A delicate balance is necessary in the handling of variables and constants. Reliability and security demand that the two concepts be clearly separated. On the other hand it is convenient if a variable declaration can be changed into a constant declaration by a very simple alteration of the program text. Ada meets these two goals by having two distinct but related forms of declaration for the two concepts. Thus the following object declaration:
C : constant REAL := 300_000.0;
declares a constant, whereas the following object declaration declares a variable with an initial value:
SPEED : REAL := C/1500.0;
The adjective constant which appears in the declaration of a constant states that the value of this object must not be altered after its initialization. By writing this adjective, the programmer expresses his intent in an explicit manner and requests the assistance of the compiler in forbidding attempts to alter the value - whether by accident, by mistake, or deliberately.
Following Algol 68 however, the adjective constant does not mean that the initial value must be known at compilation time (that is, in Ada terminology, the initial value expression need not be static).
For example, a function to determine whether a given integer number is prime may declare an upper bound on divisors:
function PRIME(X : INTEGER) return BOOLEAN is UPPER_BOUND : constant INTEGER := INTEGER(SQRT(X)); begin ... end PRIME;
and clearly the value of this upperbound, although constant for a given call of the function, will be computed in terms of the actual parameter of the function, and hence dynamically.

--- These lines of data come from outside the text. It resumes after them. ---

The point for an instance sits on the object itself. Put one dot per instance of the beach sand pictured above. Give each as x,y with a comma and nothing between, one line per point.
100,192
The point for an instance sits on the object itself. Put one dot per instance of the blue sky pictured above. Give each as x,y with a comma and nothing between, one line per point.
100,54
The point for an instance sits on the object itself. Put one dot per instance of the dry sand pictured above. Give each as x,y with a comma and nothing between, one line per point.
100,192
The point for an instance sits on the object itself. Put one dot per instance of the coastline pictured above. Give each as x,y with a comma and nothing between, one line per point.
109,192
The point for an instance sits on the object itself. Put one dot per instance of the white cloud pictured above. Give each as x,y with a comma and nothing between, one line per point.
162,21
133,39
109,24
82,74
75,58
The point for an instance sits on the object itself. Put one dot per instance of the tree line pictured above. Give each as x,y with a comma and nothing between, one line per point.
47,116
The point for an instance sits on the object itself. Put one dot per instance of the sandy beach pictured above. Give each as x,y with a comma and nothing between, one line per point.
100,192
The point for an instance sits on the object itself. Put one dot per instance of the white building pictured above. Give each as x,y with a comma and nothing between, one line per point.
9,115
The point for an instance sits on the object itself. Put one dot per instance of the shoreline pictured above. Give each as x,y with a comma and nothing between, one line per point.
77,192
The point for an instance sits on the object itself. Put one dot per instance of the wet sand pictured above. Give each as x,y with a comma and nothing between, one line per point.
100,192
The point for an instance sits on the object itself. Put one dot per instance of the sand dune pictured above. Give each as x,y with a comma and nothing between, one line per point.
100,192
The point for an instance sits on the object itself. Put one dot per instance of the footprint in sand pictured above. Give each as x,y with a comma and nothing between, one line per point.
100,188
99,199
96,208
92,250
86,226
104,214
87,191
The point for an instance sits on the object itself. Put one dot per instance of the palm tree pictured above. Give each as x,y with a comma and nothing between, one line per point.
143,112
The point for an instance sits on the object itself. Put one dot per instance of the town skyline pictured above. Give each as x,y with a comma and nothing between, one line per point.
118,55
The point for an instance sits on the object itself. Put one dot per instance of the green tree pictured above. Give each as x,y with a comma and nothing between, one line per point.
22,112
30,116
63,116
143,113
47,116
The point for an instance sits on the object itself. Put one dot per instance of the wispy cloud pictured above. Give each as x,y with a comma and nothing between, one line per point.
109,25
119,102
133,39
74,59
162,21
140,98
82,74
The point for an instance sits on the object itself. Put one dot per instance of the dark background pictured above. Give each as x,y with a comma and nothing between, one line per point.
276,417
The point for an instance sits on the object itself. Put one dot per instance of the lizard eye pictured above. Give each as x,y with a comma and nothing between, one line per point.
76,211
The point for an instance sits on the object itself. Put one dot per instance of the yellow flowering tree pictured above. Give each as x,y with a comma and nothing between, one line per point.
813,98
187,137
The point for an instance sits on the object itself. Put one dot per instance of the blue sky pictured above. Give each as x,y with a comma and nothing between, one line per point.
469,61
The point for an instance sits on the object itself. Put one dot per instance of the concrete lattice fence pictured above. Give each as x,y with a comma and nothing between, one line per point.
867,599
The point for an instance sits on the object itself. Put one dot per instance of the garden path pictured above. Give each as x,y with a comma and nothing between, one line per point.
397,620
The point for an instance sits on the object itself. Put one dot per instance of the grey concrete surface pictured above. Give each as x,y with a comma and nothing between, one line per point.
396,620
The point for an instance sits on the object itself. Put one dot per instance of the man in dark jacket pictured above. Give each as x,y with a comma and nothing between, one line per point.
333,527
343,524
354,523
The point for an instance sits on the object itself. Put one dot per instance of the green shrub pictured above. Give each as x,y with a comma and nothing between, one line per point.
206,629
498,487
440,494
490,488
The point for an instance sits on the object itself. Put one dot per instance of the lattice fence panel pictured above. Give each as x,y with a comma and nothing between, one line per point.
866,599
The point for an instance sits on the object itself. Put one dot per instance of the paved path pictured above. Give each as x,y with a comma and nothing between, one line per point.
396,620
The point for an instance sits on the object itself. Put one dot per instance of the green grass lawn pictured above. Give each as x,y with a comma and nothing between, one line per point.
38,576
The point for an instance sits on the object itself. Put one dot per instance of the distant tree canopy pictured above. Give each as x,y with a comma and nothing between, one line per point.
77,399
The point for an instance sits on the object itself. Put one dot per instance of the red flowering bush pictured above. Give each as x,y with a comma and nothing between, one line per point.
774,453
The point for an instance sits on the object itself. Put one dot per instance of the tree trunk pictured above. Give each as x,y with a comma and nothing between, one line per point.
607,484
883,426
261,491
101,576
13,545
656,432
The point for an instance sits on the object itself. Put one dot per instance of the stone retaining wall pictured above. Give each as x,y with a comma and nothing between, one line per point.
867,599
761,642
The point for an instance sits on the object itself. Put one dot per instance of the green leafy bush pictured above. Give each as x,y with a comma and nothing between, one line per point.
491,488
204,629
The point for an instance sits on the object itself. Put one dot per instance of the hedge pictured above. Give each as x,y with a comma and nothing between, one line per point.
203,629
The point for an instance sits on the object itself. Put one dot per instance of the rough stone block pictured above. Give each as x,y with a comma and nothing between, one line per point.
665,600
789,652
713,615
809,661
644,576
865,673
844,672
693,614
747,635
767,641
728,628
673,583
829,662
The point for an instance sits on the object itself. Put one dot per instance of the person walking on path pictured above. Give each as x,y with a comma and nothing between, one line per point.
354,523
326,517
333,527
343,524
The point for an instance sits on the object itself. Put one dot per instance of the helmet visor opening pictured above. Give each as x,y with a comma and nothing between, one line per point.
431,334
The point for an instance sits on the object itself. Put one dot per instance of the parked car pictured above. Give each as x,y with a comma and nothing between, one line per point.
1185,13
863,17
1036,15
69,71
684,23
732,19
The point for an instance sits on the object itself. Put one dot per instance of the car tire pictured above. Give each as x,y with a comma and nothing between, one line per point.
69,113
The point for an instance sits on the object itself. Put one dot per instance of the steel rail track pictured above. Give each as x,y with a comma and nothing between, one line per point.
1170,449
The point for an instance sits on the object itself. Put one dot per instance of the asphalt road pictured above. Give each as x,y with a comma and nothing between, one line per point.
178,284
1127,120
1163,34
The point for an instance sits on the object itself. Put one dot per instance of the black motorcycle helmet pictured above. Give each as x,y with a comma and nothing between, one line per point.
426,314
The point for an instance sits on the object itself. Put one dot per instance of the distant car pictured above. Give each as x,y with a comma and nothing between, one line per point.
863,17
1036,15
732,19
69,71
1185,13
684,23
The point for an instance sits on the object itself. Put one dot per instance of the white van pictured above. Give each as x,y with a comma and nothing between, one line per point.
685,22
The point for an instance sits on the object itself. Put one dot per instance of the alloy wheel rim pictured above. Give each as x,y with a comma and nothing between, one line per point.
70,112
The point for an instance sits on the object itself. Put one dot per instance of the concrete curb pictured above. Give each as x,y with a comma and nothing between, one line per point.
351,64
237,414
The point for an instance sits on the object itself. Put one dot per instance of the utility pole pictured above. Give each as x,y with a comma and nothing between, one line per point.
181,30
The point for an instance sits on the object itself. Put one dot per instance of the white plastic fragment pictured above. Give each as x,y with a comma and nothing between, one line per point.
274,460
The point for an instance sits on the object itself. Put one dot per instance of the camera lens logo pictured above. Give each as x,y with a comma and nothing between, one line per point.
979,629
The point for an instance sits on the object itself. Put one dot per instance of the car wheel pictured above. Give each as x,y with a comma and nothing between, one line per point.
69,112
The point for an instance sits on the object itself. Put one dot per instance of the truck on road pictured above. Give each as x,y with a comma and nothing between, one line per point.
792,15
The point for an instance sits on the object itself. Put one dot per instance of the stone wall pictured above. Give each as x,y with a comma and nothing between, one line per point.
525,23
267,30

Good programming style in Ada will systematically emphasize constants, even for short texts where the danger of accidental alterations would be very slight. For example, an Ada formulation of the classical procedure to exchange the values of two variables will emphasize the fact that the temporary variable - OLD_LEFT - is indeed a constant:
procedure EXCHANGE(LEFT, RIGHT : in out INTEGER) is OLD_LEFT : constant INTEGER := LEFT; begin LEFT := RIGHT; RIGHT := OLD_LEFT; end;
An initialization is required in the case of a constant. For variables it is allowed but not required. Allowing initialization of a variable in its declaration enables one to ensure that the initial state of variables is well-defined. Furthermore, this avoids long sequences of initialization assignment statements, which are divorced from the declarations and hence hard to locate.